In general money makes more money when it goes to the major clubs, leaving the smaller clubs and ntions even further behind.

Andrea Sartori, Head of KPMG’s Sports Practice said: “It is evident that the competition structure and UEFA’s revenue distribution system, combined with other factors, have contributed in the last decade to an imbalance of power in favor of a limited number of clubs belonging to the ‘big five’ leagues, predominantly Spanish, German and English clubs.

“Unsurprisingly, the ‘big five’ leagues are played in the most economically powerful and populated countries in Europe. Clubs in those countries have large fan bases and their domestic league broadcasting rights can be sold at significantly higher levels than those of other European countries. These economic circumstances give the most prominent clubs in those leagues the opportunity to generate comparatively higher revenues, which in turn allows them to invest and attract the best players on the market.”

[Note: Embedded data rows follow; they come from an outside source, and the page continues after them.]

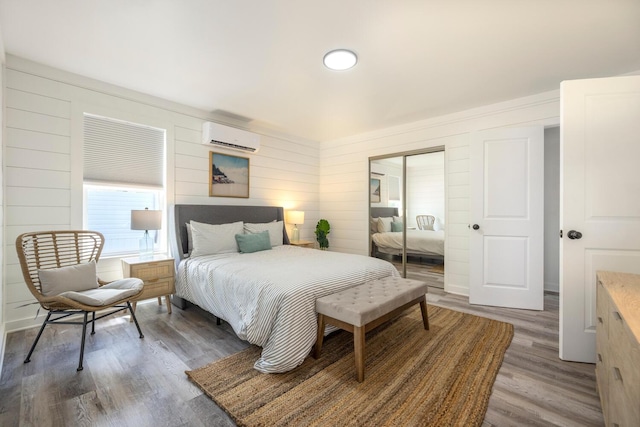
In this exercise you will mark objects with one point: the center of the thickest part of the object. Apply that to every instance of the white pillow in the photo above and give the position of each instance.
(384, 224)
(80, 277)
(211, 239)
(274, 228)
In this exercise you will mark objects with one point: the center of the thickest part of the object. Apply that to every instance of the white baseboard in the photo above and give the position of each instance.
(458, 290)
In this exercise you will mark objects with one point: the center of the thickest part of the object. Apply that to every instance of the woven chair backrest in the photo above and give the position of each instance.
(53, 249)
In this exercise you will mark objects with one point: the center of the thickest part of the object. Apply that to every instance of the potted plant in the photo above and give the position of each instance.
(322, 229)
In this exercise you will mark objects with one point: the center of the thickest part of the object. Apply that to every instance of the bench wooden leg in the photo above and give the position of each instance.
(318, 346)
(358, 343)
(425, 317)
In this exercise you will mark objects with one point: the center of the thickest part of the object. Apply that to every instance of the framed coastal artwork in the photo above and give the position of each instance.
(228, 175)
(375, 190)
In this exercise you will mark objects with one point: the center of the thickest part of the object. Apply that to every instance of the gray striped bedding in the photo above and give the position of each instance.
(268, 297)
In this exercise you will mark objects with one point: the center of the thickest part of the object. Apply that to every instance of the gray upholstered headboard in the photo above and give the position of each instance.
(179, 215)
(383, 211)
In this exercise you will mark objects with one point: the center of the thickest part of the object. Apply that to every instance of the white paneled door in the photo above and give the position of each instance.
(506, 215)
(600, 199)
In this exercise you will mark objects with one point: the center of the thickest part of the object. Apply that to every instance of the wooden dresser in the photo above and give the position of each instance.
(618, 347)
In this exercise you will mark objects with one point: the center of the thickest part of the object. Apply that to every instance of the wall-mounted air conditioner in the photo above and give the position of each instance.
(228, 137)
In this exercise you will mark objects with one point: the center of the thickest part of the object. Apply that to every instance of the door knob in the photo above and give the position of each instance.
(574, 235)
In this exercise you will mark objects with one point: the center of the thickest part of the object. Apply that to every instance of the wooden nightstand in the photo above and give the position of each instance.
(158, 277)
(304, 243)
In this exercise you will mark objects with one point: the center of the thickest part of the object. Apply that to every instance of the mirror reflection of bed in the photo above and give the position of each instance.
(410, 184)
(425, 247)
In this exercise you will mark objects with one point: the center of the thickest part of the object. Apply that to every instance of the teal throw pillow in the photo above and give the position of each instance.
(249, 243)
(396, 226)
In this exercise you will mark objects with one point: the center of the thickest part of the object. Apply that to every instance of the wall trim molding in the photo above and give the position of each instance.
(477, 113)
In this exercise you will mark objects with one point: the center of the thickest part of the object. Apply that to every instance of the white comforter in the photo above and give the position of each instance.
(269, 297)
(418, 241)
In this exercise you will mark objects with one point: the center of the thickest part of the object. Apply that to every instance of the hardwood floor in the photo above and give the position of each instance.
(141, 382)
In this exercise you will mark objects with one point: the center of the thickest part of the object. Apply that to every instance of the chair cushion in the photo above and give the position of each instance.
(80, 277)
(107, 294)
(362, 304)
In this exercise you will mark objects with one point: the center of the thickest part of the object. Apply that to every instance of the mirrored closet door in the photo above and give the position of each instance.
(407, 212)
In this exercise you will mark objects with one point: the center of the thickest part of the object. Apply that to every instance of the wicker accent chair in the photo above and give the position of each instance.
(425, 222)
(59, 260)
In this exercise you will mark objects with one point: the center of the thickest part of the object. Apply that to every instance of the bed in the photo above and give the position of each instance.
(421, 243)
(268, 296)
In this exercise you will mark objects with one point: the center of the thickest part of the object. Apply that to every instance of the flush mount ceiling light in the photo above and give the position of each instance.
(340, 59)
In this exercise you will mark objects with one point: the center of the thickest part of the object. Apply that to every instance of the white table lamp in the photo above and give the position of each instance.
(296, 218)
(146, 220)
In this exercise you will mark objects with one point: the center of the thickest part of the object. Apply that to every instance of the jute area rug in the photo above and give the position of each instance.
(413, 377)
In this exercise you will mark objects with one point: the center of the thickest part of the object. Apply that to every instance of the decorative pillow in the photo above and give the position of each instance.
(254, 242)
(396, 226)
(384, 224)
(274, 228)
(211, 239)
(373, 225)
(80, 277)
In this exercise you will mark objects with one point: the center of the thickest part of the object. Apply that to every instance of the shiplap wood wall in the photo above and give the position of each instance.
(425, 188)
(43, 166)
(2, 299)
(43, 163)
(344, 179)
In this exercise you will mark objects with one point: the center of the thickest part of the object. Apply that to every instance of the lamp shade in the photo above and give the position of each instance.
(295, 217)
(146, 220)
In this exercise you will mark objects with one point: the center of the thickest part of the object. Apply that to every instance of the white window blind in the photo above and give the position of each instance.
(122, 152)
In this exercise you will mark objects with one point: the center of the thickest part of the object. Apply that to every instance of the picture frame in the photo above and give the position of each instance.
(374, 185)
(228, 175)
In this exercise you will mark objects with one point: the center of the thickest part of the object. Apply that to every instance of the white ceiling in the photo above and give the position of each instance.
(261, 61)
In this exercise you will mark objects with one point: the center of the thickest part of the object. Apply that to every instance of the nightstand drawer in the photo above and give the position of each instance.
(157, 274)
(157, 288)
(152, 271)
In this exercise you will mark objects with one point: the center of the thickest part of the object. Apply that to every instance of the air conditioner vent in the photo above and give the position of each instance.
(230, 138)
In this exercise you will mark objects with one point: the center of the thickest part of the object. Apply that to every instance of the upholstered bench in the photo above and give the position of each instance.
(362, 308)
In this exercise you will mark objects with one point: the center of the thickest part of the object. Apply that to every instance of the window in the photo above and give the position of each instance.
(123, 171)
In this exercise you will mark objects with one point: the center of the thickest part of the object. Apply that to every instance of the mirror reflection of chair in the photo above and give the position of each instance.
(425, 222)
(59, 268)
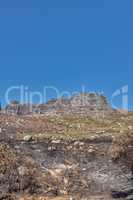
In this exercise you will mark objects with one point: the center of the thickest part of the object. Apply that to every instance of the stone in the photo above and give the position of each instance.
(130, 197)
(27, 138)
(22, 171)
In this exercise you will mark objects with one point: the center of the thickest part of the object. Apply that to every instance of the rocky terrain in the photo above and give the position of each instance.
(74, 155)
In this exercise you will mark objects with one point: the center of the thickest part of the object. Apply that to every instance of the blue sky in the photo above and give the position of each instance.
(67, 44)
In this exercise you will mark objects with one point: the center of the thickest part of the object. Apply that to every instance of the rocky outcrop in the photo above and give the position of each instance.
(82, 104)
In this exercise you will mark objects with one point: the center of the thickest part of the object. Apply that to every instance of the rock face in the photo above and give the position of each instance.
(86, 104)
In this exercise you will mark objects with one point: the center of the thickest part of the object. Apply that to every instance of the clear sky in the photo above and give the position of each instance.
(67, 44)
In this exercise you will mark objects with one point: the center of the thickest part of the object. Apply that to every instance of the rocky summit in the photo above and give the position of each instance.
(86, 104)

The economic power gives the big clubs the ability to sign the better players, better ‘national’ performances, and improved UEFA nation coefficients that keep the clubs from the big leagues dominating. Sartori says “a vicious circle perpetuates itself.”

The topline findings in the report are:

• Before 1997, only the champions of the top domestic leagues qualified for the UCL. In those years approximately 75% of the participants who made it into the group stages were from the non-‘big five’ leagues.
• In 1999, the Champions League was expanded to the current format of 32 teams
• Since the 2000/01 season, the ‘big five’ leagues have provided approximately 50% of the clubs which have made it into the group stages.
• Over the last decade, clubs from outside the ‘big five’ leagues have made it to the quarter-finals of the UCL only ten times, and none of them reached the semi-finals. This compares to the previous decade when clubs from outside the ‘big five’ leagues reached the quarter-finals 16 times, six times advancing to the semi-finals, and twice to the final itself, resulting in one eventual winner.
• The new UEFA distribution cycle has only recently been introduced, so it remains to be seen if this will have any new impact on the progress of clubs outside of the ‘big five’ leagues.